La députée péquiste ne digère toujours pas la décision du conseil d'administration de l'Université Laval de bonifier les conditions d'après-mandat du recteur, des vices-recteurs, des vices-recteurs adjoints et de la secrétaire générale. Même si les dirigeants ont par la suite demandé à ce que leur salaire soit réduit de 3 % en signe de solidarité avec le contexte budgétaire. 

«Quand on voit l'impact des compressions sur le réseau universitaire, c'est absolument indécent de penser qu'il y a des administrateurs qui se votent des augmentations de primes d'après-mandat, mais c'est d'autant plus consternant de voir que M. Bolduc n'a toujours pas agi», s'indigne MmeHivon. 

Le ministre doit rapidement expliquer les vérifications qu'il a faites et dire quelles sanctions il compte imposer, ajoute-t-elle. Au bureau du ministre, hier, on a indiqué que le ministre n'est pas encore prêt à faire part de sa décision. 

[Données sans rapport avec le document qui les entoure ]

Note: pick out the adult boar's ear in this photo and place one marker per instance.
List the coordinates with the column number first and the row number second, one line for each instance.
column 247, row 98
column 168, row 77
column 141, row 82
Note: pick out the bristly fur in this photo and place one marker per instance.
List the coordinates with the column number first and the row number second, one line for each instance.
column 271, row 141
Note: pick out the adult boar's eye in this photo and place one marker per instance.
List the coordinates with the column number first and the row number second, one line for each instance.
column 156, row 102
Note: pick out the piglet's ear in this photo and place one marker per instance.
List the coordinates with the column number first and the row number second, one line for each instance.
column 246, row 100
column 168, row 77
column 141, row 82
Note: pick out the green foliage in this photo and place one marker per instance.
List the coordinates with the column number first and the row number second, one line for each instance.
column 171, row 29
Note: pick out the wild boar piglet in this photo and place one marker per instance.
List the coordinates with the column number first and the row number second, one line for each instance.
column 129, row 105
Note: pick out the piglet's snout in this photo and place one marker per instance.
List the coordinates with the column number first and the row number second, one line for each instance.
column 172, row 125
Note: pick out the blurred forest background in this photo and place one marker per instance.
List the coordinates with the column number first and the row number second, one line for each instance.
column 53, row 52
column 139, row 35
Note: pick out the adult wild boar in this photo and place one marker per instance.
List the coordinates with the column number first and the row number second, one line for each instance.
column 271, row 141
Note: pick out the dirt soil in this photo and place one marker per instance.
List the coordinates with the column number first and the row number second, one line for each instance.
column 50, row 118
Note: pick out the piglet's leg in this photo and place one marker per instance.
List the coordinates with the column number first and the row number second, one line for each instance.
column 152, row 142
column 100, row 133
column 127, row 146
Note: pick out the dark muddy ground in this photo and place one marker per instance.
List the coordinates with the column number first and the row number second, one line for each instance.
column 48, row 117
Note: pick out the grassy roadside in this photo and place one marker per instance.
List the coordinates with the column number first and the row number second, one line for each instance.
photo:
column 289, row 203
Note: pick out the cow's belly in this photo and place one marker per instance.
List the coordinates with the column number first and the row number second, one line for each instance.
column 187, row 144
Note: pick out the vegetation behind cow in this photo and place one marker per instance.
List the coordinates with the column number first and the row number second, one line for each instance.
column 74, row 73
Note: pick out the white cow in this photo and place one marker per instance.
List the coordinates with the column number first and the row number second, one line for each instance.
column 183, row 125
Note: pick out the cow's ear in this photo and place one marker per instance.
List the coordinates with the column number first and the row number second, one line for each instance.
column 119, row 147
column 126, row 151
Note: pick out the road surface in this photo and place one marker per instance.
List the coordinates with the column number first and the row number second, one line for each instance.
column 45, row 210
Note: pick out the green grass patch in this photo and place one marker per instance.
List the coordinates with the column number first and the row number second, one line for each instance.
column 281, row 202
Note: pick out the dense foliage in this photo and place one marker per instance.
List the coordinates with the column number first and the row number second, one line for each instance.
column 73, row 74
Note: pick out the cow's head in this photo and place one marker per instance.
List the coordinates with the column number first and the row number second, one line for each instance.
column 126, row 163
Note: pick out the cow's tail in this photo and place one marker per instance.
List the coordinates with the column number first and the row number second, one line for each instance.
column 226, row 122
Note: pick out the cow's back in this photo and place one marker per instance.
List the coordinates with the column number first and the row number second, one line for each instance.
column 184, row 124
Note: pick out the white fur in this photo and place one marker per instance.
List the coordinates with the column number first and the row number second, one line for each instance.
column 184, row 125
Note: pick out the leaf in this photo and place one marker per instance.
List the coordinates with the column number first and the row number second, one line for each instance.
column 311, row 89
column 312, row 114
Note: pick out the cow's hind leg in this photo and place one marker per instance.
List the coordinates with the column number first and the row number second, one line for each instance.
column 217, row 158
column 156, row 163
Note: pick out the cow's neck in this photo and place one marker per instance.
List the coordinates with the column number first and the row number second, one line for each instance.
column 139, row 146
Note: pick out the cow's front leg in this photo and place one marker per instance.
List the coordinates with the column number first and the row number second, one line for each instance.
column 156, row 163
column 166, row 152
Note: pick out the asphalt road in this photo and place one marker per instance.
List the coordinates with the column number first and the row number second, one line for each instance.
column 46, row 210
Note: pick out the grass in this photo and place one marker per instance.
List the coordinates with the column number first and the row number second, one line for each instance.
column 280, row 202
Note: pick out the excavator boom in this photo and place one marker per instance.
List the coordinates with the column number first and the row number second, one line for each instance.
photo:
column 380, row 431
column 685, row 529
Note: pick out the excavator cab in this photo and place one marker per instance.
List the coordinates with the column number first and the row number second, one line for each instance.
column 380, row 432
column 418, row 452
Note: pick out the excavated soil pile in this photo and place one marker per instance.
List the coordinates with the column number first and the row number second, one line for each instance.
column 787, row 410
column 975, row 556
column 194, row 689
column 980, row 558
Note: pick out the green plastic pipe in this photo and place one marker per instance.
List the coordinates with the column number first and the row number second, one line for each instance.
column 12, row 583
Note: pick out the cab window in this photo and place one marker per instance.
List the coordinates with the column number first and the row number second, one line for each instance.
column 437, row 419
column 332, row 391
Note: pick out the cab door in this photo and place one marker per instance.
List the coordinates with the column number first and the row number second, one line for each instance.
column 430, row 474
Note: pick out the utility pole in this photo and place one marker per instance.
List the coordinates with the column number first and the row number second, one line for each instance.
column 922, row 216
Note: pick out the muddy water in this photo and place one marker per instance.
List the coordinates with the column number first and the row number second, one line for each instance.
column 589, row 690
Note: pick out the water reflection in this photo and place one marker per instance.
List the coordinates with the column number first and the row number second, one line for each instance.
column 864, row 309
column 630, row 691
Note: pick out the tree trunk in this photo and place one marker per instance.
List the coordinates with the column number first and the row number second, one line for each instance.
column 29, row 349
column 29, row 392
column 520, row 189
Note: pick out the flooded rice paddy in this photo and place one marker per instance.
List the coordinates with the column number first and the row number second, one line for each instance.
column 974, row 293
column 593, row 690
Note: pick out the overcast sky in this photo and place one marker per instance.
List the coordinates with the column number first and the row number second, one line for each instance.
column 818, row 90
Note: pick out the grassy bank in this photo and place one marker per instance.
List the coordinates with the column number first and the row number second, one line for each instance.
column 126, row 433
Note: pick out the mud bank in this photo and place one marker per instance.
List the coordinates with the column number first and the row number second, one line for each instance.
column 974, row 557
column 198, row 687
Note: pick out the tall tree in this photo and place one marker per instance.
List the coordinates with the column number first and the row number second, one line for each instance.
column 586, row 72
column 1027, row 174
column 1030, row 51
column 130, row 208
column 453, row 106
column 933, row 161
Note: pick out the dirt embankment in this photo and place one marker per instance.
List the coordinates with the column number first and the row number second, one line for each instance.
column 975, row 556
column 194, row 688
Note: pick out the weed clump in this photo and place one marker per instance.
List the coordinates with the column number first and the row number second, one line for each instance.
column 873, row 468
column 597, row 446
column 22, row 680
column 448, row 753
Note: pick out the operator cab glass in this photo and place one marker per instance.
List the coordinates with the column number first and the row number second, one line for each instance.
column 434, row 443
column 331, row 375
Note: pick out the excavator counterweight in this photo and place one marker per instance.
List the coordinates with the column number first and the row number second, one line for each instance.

«C'est évident qu'à partir du moment où il y a une décision comme celle-là qui est prise en contravention des règles, M.Bolduc doit dire que cette décision est inacceptable», a affirmé MmeHivon. 

Les nouvelles concernant l'annulation de cours, la baisse de salaire de professeurs et l'abolition de postes inquiètent la porte-porte en enseignement supérieur. «Pendant plusieurs mois, le ministre a tenté de faire croire que les compressions massives dans les universités n'auraient pas d'effets concrets sur le terrain, a commenté Mme Hivon. On savait que cela ne tenait pas la route, et on en a maintenant la preuve.»